The pressure was so great that he had to retract what he had been saying and express a view that the traumatic memories, which he was constantly hearing, were only the fabrication of the mind, grounded on frustrated Oedipal desires. In effect, he said that the revelations of sexual abuse had no foundation in reality, but were expressions of the patients' repressed sexual desires.
This became the ghost which haunted the psychoanalytical legacy until recent times. There are still psychologists, products of the old school, who would much prefer to ignore not only the effects of childhood abuse, but also its existence.
The legacy of denial was so strong that in the 1950s, the expressed view of psychiatry was that "even if actual sexual abuse did take place, provided that the child had a normal upbringing prior to that age, it is unlikely that there would be any long-term consequences". In the late 1980s, when so many revelations about sexual abuse were beginning to break, the psychiatric view had not changed to any remarkable extent in the intervening 30 years.

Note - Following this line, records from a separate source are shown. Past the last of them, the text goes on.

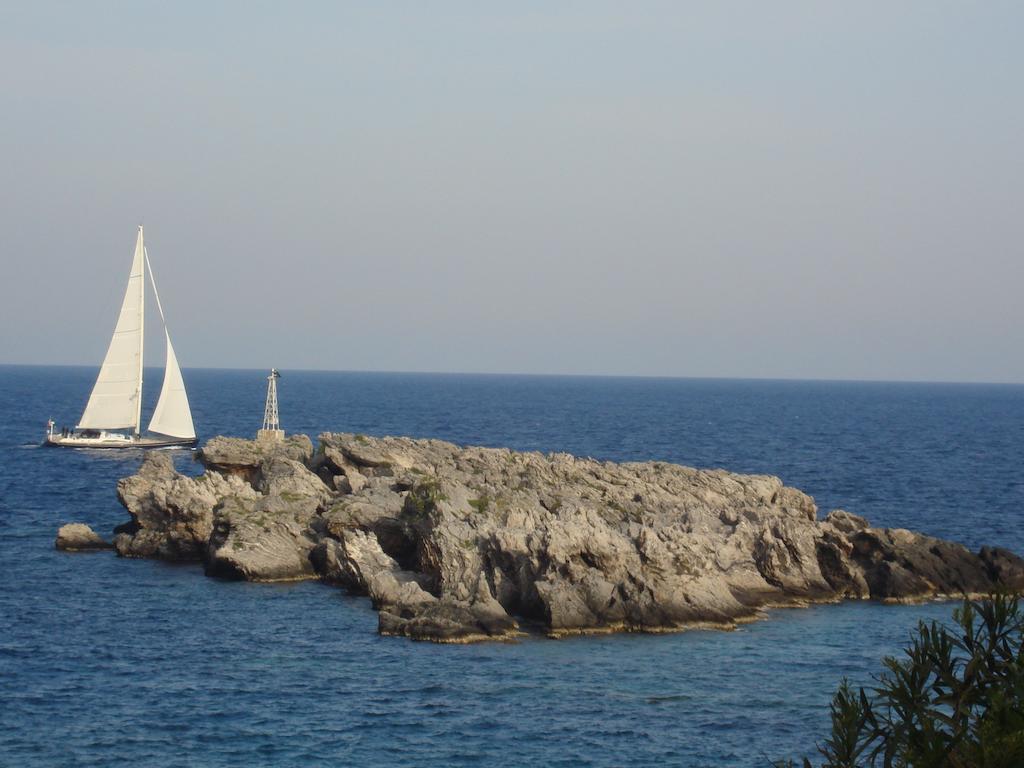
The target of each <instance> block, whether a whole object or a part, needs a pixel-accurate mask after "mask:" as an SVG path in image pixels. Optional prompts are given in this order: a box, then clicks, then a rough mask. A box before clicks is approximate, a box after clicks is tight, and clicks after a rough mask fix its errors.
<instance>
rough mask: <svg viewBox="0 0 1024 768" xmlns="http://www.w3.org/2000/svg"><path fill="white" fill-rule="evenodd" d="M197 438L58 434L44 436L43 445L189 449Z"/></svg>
mask: <svg viewBox="0 0 1024 768" xmlns="http://www.w3.org/2000/svg"><path fill="white" fill-rule="evenodd" d="M197 442H198V438H196V437H191V438H187V437H159V436H155V437H134V436H131V435H125V434H120V433H117V432H100V434H99V436H97V437H84V436H82V435H77V434H74V435H68V436H67V437H66V436H63V435H59V434H51V435H46V442H44V443H43V444H44V445H50V446H53V447H80V449H153V447H191V446H193V445H195V444H196V443H197Z"/></svg>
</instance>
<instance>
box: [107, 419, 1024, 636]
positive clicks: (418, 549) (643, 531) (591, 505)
mask: <svg viewBox="0 0 1024 768" xmlns="http://www.w3.org/2000/svg"><path fill="white" fill-rule="evenodd" d="M200 460H201V461H202V462H203V464H204V465H205V467H206V472H205V473H204V474H203V475H202V476H200V477H195V478H194V477H186V476H184V475H181V474H179V473H177V472H175V471H174V469H173V467H172V466H171V464H170V461H169V459H168V458H167V456H166V454H159V453H155V454H150V455H148V456H147V457H146V460H145V462H144V463H143V465H142V468H141V469H140V471H139V473H138V474H137V475H135V476H134V477H130V478H126V479H124V480H122V481H121V482H120V483H119V486H118V493H119V497H120V499H121V501H122V503H123V504H124V506H125V507H126V509H128V511H129V513H130V514H131V517H132V520H131V522H130V523H128V524H127V525H125V526H122V529H121V531H120V532H119V535H118V537H117V539H116V546H117V549H118V552H119V553H120V554H122V555H127V556H151V557H163V558H167V559H194V560H201V561H203V562H204V563H205V565H206V569H207V572H208V573H210V574H211V575H217V577H225V578H234V579H246V580H250V581H282V580H295V579H311V578H318V579H322V580H323V581H325V582H328V583H332V584H337V585H340V586H342V587H345V588H346V589H348V590H350V591H352V592H355V593H357V594H364V595H367V596H369V597H370V599H371V600H372V601H373V604H374V606H375V607H376V608H377V609H378V611H379V627H380V631H381V633H383V634H392V635H403V636H408V637H414V638H420V639H431V640H438V641H449V642H465V641H470V640H478V639H484V638H507V637H512V636H514V635H515V634H517V633H518V632H520V625H523V626H526V627H539V628H541V629H542V630H543V631H545V632H547V633H548V634H551V635H563V634H567V633H579V632H594V631H613V630H629V631H667V630H676V629H681V628H685V627H690V626H718V627H731V626H733V625H734V624H735V623H736V622H737V621H742V620H746V618H750V617H753V616H755V615H757V614H758V613H759V611H761V610H762V609H763V608H764V607H766V606H771V605H780V604H791V605H792V604H801V603H807V602H813V601H831V600H840V599H844V598H854V599H865V598H874V599H879V600H884V601H908V600H923V599H931V598H936V597H958V596H961V595H965V594H967V595H970V594H981V593H987V592H989V591H991V590H994V589H1013V590H1020V589H1022V588H1024V561H1022V560H1021V559H1020V558H1018V557H1017V556H1016V555H1014V554H1013V553H1010V552H1008V551H1006V550H1001V549H993V548H983V549H982V550H981V552H979V553H977V554H975V553H972V552H970V551H969V550H968V549H967V548H965V547H963V546H961V545H957V544H952V543H949V542H943V541H940V540H937V539H933V538H930V537H927V536H924V535H922V534H916V532H913V531H909V530H901V529H886V528H874V527H872V526H871V525H870V524H869V523H868V522H867V521H866V520H864V519H863V518H861V517H858V516H857V515H854V514H851V513H849V512H845V511H842V510H837V511H833V512H831V513H829V514H828V515H827V516H826V517H825V518H824V519H819V518H818V515H817V508H816V506H815V504H814V501H813V499H811V498H810V497H809V496H807V495H806V494H803V493H801V492H800V490H797V489H795V488H791V487H786V486H785V485H783V484H782V482H781V481H780V480H779V479H778V478H776V477H770V476H765V475H737V474H732V473H729V472H725V471H722V470H696V469H691V468H688V467H681V466H677V465H672V464H665V463H660V462H646V463H631V464H614V463H610V462H598V461H594V460H592V459H581V458H577V457H572V456H569V455H566V454H553V455H542V454H538V453H515V452H511V451H507V450H501V449H481V447H459V446H456V445H453V444H451V443H446V442H441V441H438V440H414V439H410V438H403V437H385V438H371V437H366V436H362V435H352V434H323V435H321V436H319V446H318V449H317V450H316V451H315V452H313V450H312V443H311V442H310V441H309V439H308V438H306V437H293V438H289V439H288V440H286V441H283V442H276V443H275V442H271V441H267V442H257V441H251V440H241V439H237V438H221V437H218V438H214V439H213V440H211V441H210V442H209V443H208V444H207V445H206V446H205V447H204V449H203V451H202V452H201V454H200Z"/></svg>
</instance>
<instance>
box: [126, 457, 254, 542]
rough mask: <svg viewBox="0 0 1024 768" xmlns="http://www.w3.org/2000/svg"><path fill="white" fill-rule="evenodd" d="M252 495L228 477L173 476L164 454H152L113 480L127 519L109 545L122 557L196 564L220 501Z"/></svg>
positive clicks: (232, 477)
mask: <svg viewBox="0 0 1024 768" xmlns="http://www.w3.org/2000/svg"><path fill="white" fill-rule="evenodd" d="M256 496H257V493H256V490H255V489H254V488H252V486H250V485H249V484H248V483H247V482H246V481H245V480H243V479H241V478H240V477H238V476H234V475H232V474H220V473H218V472H207V473H206V474H204V475H202V476H201V477H198V478H194V477H186V476H184V475H182V474H179V473H178V472H176V471H175V470H174V464H173V463H172V462H171V458H170V456H169V455H167V454H166V453H163V452H158V451H152V452H150V453H147V454H146V456H145V459H144V460H143V461H142V467H141V468H140V469H139V471H138V474H136V475H133V476H132V477H126V478H124V479H122V480H120V481H118V499H119V500H120V501H121V503H122V504H123V505H124V507H125V509H127V510H128V512H129V514H131V518H132V519H131V521H130V522H128V523H125V524H124V525H120V526H119V527H118V528H117V529H116V532H117V536H116V537H115V540H114V545H115V547H116V549H117V551H118V554H119V555H121V556H122V557H158V558H161V559H165V560H185V561H187V560H201V559H203V555H204V552H205V551H206V548H207V542H208V541H209V539H210V535H211V532H212V531H213V508H214V507H215V506H217V505H218V504H219V503H220V502H221V501H222V500H224V499H240V500H246V499H255V498H256Z"/></svg>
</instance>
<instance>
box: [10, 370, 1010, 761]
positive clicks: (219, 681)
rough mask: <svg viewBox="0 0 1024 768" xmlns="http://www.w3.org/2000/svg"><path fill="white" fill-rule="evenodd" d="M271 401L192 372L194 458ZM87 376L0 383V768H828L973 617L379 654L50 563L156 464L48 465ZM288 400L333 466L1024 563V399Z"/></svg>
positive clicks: (859, 398)
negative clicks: (1012, 556)
mask: <svg viewBox="0 0 1024 768" xmlns="http://www.w3.org/2000/svg"><path fill="white" fill-rule="evenodd" d="M266 374H267V372H265V371H214V370H186V371H185V372H184V378H185V382H186V385H187V387H188V393H189V397H190V400H191V404H193V411H194V415H195V420H196V425H197V429H198V430H199V432H200V434H201V437H203V438H205V437H210V436H213V435H216V434H228V435H241V436H252V435H254V433H255V431H256V429H257V428H259V426H260V422H261V418H262V413H263V398H264V394H265V387H266ZM94 376H95V369H91V368H67V367H49V368H32V367H0V424H2V425H3V427H2V431H0V568H2V581H0V765H4V766H118V765H133V766H334V765H338V766H348V765H351V766H426V765H440V766H490V765H501V766H532V767H535V768H536V767H537V766H646V765H652V766H653V765H657V766H769V765H771V763H772V761H774V760H778V759H782V758H801V757H803V756H811V757H812V758H813V756H814V755H815V748H816V744H817V743H819V742H820V741H821V740H822V739H823V738H824V737H825V735H826V734H827V730H828V726H829V718H828V703H829V699H830V697H831V695H833V693H834V692H835V689H836V687H837V685H838V684H839V682H840V681H841V679H842V678H844V677H847V678H849V679H850V680H851V681H852V682H854V683H855V684H858V685H871V684H872V683H873V681H874V680H876V679H877V676H878V675H879V674H880V673H881V671H882V658H883V657H884V656H886V655H898V654H900V652H901V649H902V648H903V647H904V645H905V644H906V642H907V640H908V638H909V637H910V635H911V633H912V632H913V631H914V628H915V627H916V626H918V624H919V622H923V621H924V622H931V621H937V622H948V621H950V617H951V612H952V610H953V608H954V607H955V604H953V603H928V604H924V605H913V606H886V605H881V604H877V603H873V602H847V603H844V604H839V605H822V606H816V607H811V608H805V609H778V610H772V611H770V613H769V615H768V617H767V618H766V620H764V621H760V622H756V623H753V624H749V625H743V626H741V627H740V628H738V629H736V630H735V631H732V632H723V631H689V632H683V633H677V634H659V635H647V634H621V635H605V636H590V637H574V638H568V639H561V640H551V639H547V638H544V637H532V636H529V637H525V638H523V639H521V640H519V641H517V642H511V643H483V644H474V645H436V644H432V643H422V642H414V641H411V640H407V639H399V638H385V637H380V636H378V635H377V633H376V629H377V615H376V613H375V611H374V610H373V608H372V607H371V605H370V602H369V600H368V599H367V598H364V597H357V596H352V595H348V594H346V593H345V592H344V591H343V590H341V589H338V588H334V587H328V586H325V585H322V584H318V583H315V582H308V583H300V584H286V585H266V584H246V583H240V582H226V581H217V580H214V579H208V578H206V577H205V575H204V574H203V570H202V567H201V566H199V565H194V564H187V565H180V564H169V563H164V562H157V561H151V560H128V559H120V558H118V557H117V556H115V555H114V554H113V553H110V552H100V553H89V554H85V553H81V554H71V553H61V552H57V551H55V550H54V548H53V539H54V535H55V534H56V529H57V527H58V526H59V525H61V524H62V523H66V522H70V521H81V522H86V523H88V524H90V525H92V526H93V528H95V529H96V530H97V531H99V532H100V534H102V535H110V532H111V530H112V528H114V526H115V525H118V524H119V523H122V522H124V521H125V520H126V519H127V513H126V512H125V511H124V510H123V509H122V508H121V507H120V505H119V503H118V501H117V497H116V494H115V485H116V482H117V480H118V478H120V477H125V476H127V475H130V474H132V473H134V472H135V470H136V469H137V468H138V466H139V463H140V461H141V455H140V454H138V453H135V452H127V453H120V452H114V453H102V452H87V451H67V450H54V449H42V447H40V442H41V440H42V437H43V433H44V429H45V425H46V421H47V419H49V418H53V419H54V420H55V421H56V422H57V426H58V428H59V427H60V426H61V425H65V424H74V423H75V420H76V419H77V418H78V416H79V415H80V413H81V410H82V408H83V407H84V404H85V399H86V397H87V395H88V392H89V389H90V387H91V385H92V381H93V377H94ZM159 376H160V373H159V372H158V371H153V372H148V373H147V380H148V381H153V382H157V381H159ZM157 388H158V387H157V386H153V387H151V390H156V389H157ZM150 394H151V397H152V395H153V392H151V393H150ZM280 397H281V414H282V423H283V426H284V427H285V428H286V429H287V430H288V431H289V432H305V433H307V434H309V435H310V436H312V437H314V438H315V435H316V434H317V433H319V432H323V431H349V432H360V433H365V434H372V435H389V434H390V435H411V436H416V437H436V438H441V439H445V440H452V441H454V442H457V443H464V444H479V445H495V446H498V445H504V446H510V447H513V449H517V450H523V451H543V452H569V453H572V454H577V455H580V456H589V457H595V458H598V459H607V460H612V461H634V460H658V461H666V462H678V463H681V464H686V465H690V466H695V467H722V468H726V469H729V470H732V471H736V472H755V473H769V474H775V475H778V476H780V477H781V478H782V479H783V480H784V481H785V482H786V483H787V484H790V485H794V486H797V487H799V488H801V489H803V490H806V492H807V493H809V494H811V495H812V496H813V497H814V498H815V500H816V501H817V504H818V506H819V508H820V514H825V513H826V512H827V511H828V510H830V509H835V508H842V509H846V510H849V511H851V512H855V513H857V514H859V515H863V516H865V517H867V518H868V519H869V520H871V521H872V522H873V523H874V524H878V525H888V526H899V527H907V528H913V529H916V530H922V531H926V532H928V534H931V535H935V536H938V537H943V538H946V539H952V540H956V541H959V542H963V543H965V544H966V545H968V546H970V547H972V548H977V547H979V546H981V545H985V544H989V545H999V546H1004V547H1009V548H1011V549H1014V550H1015V551H1017V552H1024V529H1022V525H1021V522H1022V519H1024V518H1022V509H1024V485H1022V482H1021V469H1022V466H1024V387H1021V386H1010V385H965V384H910V383H849V382H809V381H743V380H713V379H643V378H590V377H553V376H484V375H442V374H431V375H427V374H377V373H313V372H302V371H296V372H291V371H287V370H286V371H284V372H283V376H282V379H281V380H280ZM147 408H152V402H151V403H150V406H148V407H147ZM173 456H174V458H175V462H176V464H177V466H178V468H179V470H180V471H182V472H186V473H198V472H199V471H200V468H199V467H198V465H196V463H195V462H194V461H193V457H191V453H190V452H188V451H181V450H178V451H175V452H173Z"/></svg>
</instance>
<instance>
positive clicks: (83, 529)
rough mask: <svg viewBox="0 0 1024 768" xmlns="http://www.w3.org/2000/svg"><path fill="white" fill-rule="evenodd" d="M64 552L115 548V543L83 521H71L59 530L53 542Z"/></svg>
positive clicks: (91, 550) (58, 548)
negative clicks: (92, 528) (97, 533)
mask: <svg viewBox="0 0 1024 768" xmlns="http://www.w3.org/2000/svg"><path fill="white" fill-rule="evenodd" d="M53 546H55V547H56V548H57V549H59V550H61V551H63V552H88V551H93V550H100V549H114V545H113V544H111V543H110V542H108V541H105V540H103V539H102V538H101V537H100V536H99V535H98V534H96V531H95V530H93V529H92V528H90V527H89V526H88V525H86V524H85V523H82V522H70V523H68V524H67V525H61V526H60V529H59V530H57V538H56V541H55V542H54V543H53Z"/></svg>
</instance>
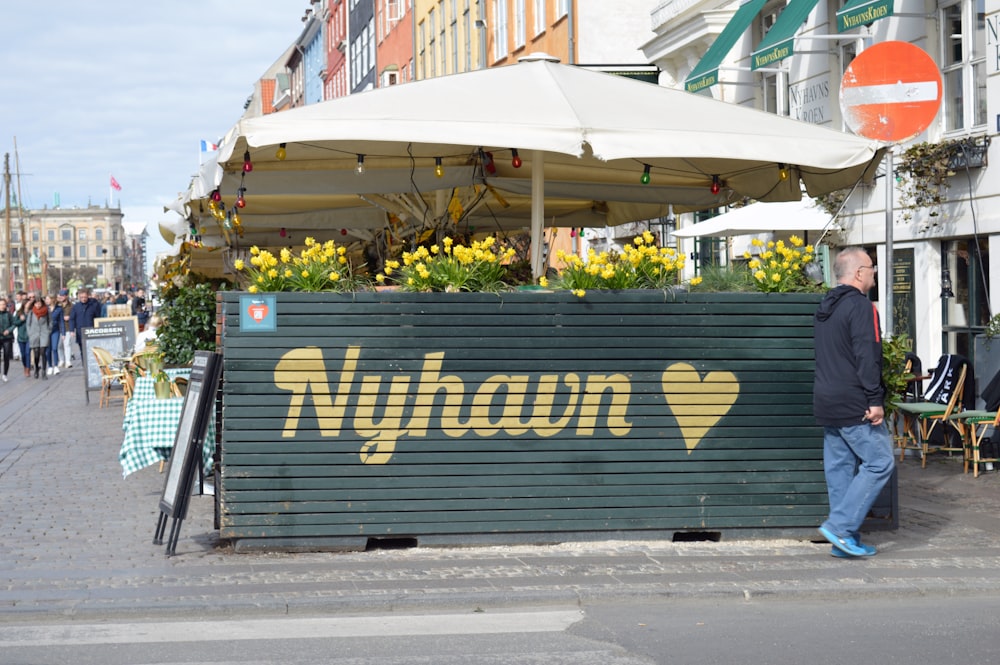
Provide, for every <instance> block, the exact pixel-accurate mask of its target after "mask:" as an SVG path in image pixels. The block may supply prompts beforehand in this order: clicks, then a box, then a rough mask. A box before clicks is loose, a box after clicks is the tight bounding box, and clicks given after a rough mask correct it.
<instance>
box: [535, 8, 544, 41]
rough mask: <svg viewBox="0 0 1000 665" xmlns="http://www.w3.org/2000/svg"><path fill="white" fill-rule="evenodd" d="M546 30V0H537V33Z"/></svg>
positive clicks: (535, 9)
mask: <svg viewBox="0 0 1000 665" xmlns="http://www.w3.org/2000/svg"><path fill="white" fill-rule="evenodd" d="M543 32H545V0H535V34H536V35H540V34H542V33H543Z"/></svg>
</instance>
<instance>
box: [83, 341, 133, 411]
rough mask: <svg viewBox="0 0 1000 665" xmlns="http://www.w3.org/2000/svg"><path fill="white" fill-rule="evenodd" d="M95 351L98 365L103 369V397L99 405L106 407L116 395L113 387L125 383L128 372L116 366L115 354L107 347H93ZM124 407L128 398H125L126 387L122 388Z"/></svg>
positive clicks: (123, 407)
mask: <svg viewBox="0 0 1000 665" xmlns="http://www.w3.org/2000/svg"><path fill="white" fill-rule="evenodd" d="M92 351H93V353H94V359H95V360H96V361H97V367H98V368H99V369H100V371H101V399H100V402H99V407H100V408H102V409H103V408H104V407H105V406H110V405H111V399H112V398H113V397H114V396H115V395H113V390H112V389H113V388H114V386H115V385H123V383H124V381H125V380H126V379H125V374H126V373H127V372H126V371H125V370H123V369H119V368H116V367H114V356H112V355H111V352H110V351H108V350H107V349H103V348H101V347H99V346H95V347H94V348H93V349H92ZM120 397H121V400H122V408H123V409H124V408H125V405H126V404H127V400H126V398H125V388H124V387H123V388H122V393H121V396H120Z"/></svg>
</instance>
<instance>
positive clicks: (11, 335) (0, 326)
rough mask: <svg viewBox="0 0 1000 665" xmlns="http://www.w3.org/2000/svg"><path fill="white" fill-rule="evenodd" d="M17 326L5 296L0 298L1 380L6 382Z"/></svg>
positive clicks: (0, 343) (8, 369)
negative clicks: (1, 371)
mask: <svg viewBox="0 0 1000 665" xmlns="http://www.w3.org/2000/svg"><path fill="white" fill-rule="evenodd" d="M16 332H17V326H16V325H15V324H14V315H13V314H11V313H10V312H8V311H7V300H6V298H0V356H3V360H2V361H0V362H3V367H2V368H0V369H2V370H3V375H2V378H3V382H4V383H7V372H8V371H9V370H10V357H11V354H13V353H14V334H15V333H16Z"/></svg>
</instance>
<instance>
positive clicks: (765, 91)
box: [642, 0, 1000, 385]
mask: <svg viewBox="0 0 1000 665" xmlns="http://www.w3.org/2000/svg"><path fill="white" fill-rule="evenodd" d="M838 14H839V16H838ZM652 24H653V25H652V27H653V30H654V32H655V33H656V37H654V38H653V39H652V40H650V41H649V42H647V43H646V44H644V45H643V46H642V50H643V52H644V53H645V54H646V56H647V58H648V60H649V62H651V63H653V64H656V65H658V66H659V67H660V69H661V70H662V71H663V73H662V74H661V83H662V84H664V85H670V86H674V87H685V88H687V89H688V90H689V91H691V92H693V93H694V94H703V95H711V96H713V97H715V98H716V99H720V100H723V101H726V102H729V103H733V104H741V105H746V106H752V107H755V108H758V109H763V110H766V111H769V112H773V113H778V114H780V115H787V116H790V117H794V118H797V119H799V120H802V121H804V122H813V123H816V124H820V125H824V126H827V127H830V128H831V129H836V130H843V131H850V130H849V128H848V127H846V126H845V123H844V117H843V113H842V112H841V107H840V88H841V85H840V84H841V79H842V77H843V74H844V72H845V70H846V69H847V67H848V66H849V65H850V63H851V62H852V61H853V59H854V58H855V57H857V55H858V54H859V53H861V52H863V51H864V50H865V49H866V48H871V47H872V46H873V45H876V44H879V43H882V42H887V41H903V42H909V43H910V44H913V45H915V46H918V47H919V48H920V49H922V50H924V51H925V52H926V53H927V54H928V55H929V56H930V58H931V59H933V61H934V62H935V63H936V64H937V67H938V69H939V71H940V73H941V77H942V83H943V85H942V90H943V92H942V100H941V106H940V110H939V112H938V114H937V116H936V117H935V118H934V120H933V121H932V122H931V124H930V126H929V127H927V129H926V130H925V131H923V132H921V133H920V134H919V135H917V136H915V137H913V138H912V139H910V140H907V141H905V142H902V143H900V144H898V145H894V146H893V148H892V153H893V155H892V164H893V167H894V168H893V172H892V173H891V174H890V177H888V178H887V177H885V175H884V171H883V174H882V175H881V176H880V177H878V178H877V179H876V180H875V182H874V183H865V184H861V185H859V186H858V187H856V188H855V189H854V190H853V192H852V193H851V194H850V196H849V197H848V198H847V200H846V202H845V203H844V206H843V209H842V210H841V212H840V214H839V215H837V217H836V219H835V220H834V221H833V224H831V226H830V229H835V230H834V231H830V230H828V231H827V232H826V233H825V234H824V235H823V237H822V242H823V243H826V244H828V245H829V246H830V248H831V252H834V253H835V252H836V248H837V247H843V246H847V245H860V246H863V247H865V248H866V249H867V250H868V251H869V252H870V253H871V254H872V256H873V258H875V260H876V262H877V263H878V265H879V283H878V286H877V291H878V293H877V295H876V298H877V300H878V303H879V307H880V309H881V315H882V318H883V323H889V324H890V325H891V330H886V333H887V334H890V333H895V334H900V333H906V334H908V335H909V336H910V337H911V338H912V339H913V340H914V342H915V347H914V350H915V351H916V353H917V355H918V356H919V357H920V358H921V359H922V361H923V364H924V367H933V366H934V364H936V362H937V359H938V357H939V356H940V355H941V354H944V353H958V354H961V355H964V356H967V357H970V358H972V357H973V356H974V354H975V351H974V338H975V336H976V335H977V334H980V333H981V332H982V330H983V329H984V327H985V326H986V325H987V323H988V322H989V319H990V318H991V316H992V315H993V314H994V313H998V312H1000V288H997V289H993V288H991V280H990V275H991V274H993V275H997V276H998V279H1000V266H997V265H995V264H996V263H997V262H998V261H1000V172H998V171H997V168H996V167H994V168H993V169H990V168H989V162H990V161H992V160H991V158H996V159H1000V155H997V154H996V152H995V151H996V149H997V146H996V145H992V139H993V138H994V137H995V135H996V134H997V133H998V132H1000V0H847V1H845V0H745V1H744V0H730V1H728V2H727V1H725V0H723V1H721V2H720V0H668V1H667V2H663V3H661V4H659V5H658V6H656V7H655V8H654V9H653V10H652ZM748 130H749V131H752V128H749V129H748ZM917 144H928V146H927V147H928V148H929V147H935V146H943V147H944V148H946V149H945V150H944V151H943V152H944V153H946V154H947V155H950V159H946V160H945V161H947V162H949V163H948V167H947V168H948V171H947V174H948V175H947V176H946V177H945V182H946V186H944V187H943V188H940V189H938V188H936V187H935V188H933V189H934V190H935V191H937V192H939V193H940V197H941V201H940V203H938V204H933V205H928V204H922V205H915V204H914V198H913V193H912V184H908V178H909V176H908V166H909V165H912V164H913V163H914V162H913V160H911V159H909V158H908V155H907V152H906V151H907V149H908V148H910V147H911V146H914V145H917ZM915 168H916V167H915ZM917 170H918V172H921V171H920V169H919V168H918V169H917ZM909 182H913V181H912V180H909ZM887 186H888V187H889V188H891V189H889V190H888V191H887ZM694 221H696V220H695V219H694V218H693V216H690V215H689V216H685V218H682V219H678V220H677V224H678V225H680V226H685V225H688V224H691V223H694ZM818 239H819V235H818V234H817V236H816V240H818ZM887 239H888V240H889V241H890V242H891V245H892V253H893V255H894V261H890V260H889V257H888V255H887V250H886V245H887ZM809 240H810V241H814V238H813V237H812V236H810V237H809ZM698 242H699V241H696V240H690V239H688V240H682V241H680V245H681V247H682V248H683V249H684V250H685V251H686V252H692V251H696V247H697V245H696V243H698ZM709 249H711V246H709ZM699 251H702V252H704V251H705V248H704V247H701V248H700V249H699ZM714 251H718V252H720V253H722V250H721V249H720V248H718V247H716V248H715V250H714ZM952 294H953V295H952ZM889 301H891V303H892V308H891V310H889V311H887V308H886V304H887V302H889ZM990 378H991V377H989V376H987V377H980V378H979V383H980V384H981V385H985V382H986V381H988V380H989V379H990Z"/></svg>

For so long, the Freudian legacy of "false memory" has prevailed and permeated every strata of society.
The medical professions, the police, teachers, parents, church authorities and even social workers were unable to hear the reality of what was so often being disclosed to them. They were consequently blocked from appropriate action.
Back in 1987, while doing some voluntary work with the Dublin Rape Crisis Centre, I attended an information day for social workers in the Dublin region, hosted by the centre. At the end of the session, a senior social worker, due to retire the following year, said that in all her years working in the inner city, she had only come across one case of sexual abuse. But now she could see clearly that every day of her life she had been meeting it, but did not have the ability to recognise it.
Without ever being aware of it ourselves, we have probably all been affected by the culture of denial which has surrounded child sexual abuse. We may even have evoked the issue of "false memory" when we found it difficult to face just how prevalent this issue is within our own ranks and within the wider church. We would have liked to think that when disclosures started, people were imagining things rather than believe the painful reality.
Where there existed a culture of secrecy, abuse could and did flourish. The odds were stacked firmly in favour of the perpetrator and the victim had little or no chance of being heard. Thankfully, this is changing fast and there never has been a better climate for people to tell their story. Many who thought they would have to bring their dark secrets to the grave are finding their voice and starting to speak out. We live in a time when we see fulfilment of Jesus's words: "There is nothing now hidden in the dark which will not be brought to the light."
In the US it has been estimated that 98 per cent of allegations are true and only 2 per cent are false. It would be nice to think that 98 per cent were false and only 2 per cent true, but that would only indicate the extent of our own denial.
Society in general still has great difficulty in coming to terms with the fact that one person in four being a victim is a realistic estimate. Not only that, but the majority of those who are victims still choose to think it didn't happen to them. Many continue to live lives of "quiet desperation", believing everything, except the real problem, to be the source of their unhappiness.
•Father Jim Cogley is a psychotherapist and a priest of Kilmore Quay parish, Co Wexford. He presented the above paper to the priests of Ferns diocese earlier this year. It also appears in the current issue of Intercom magazine.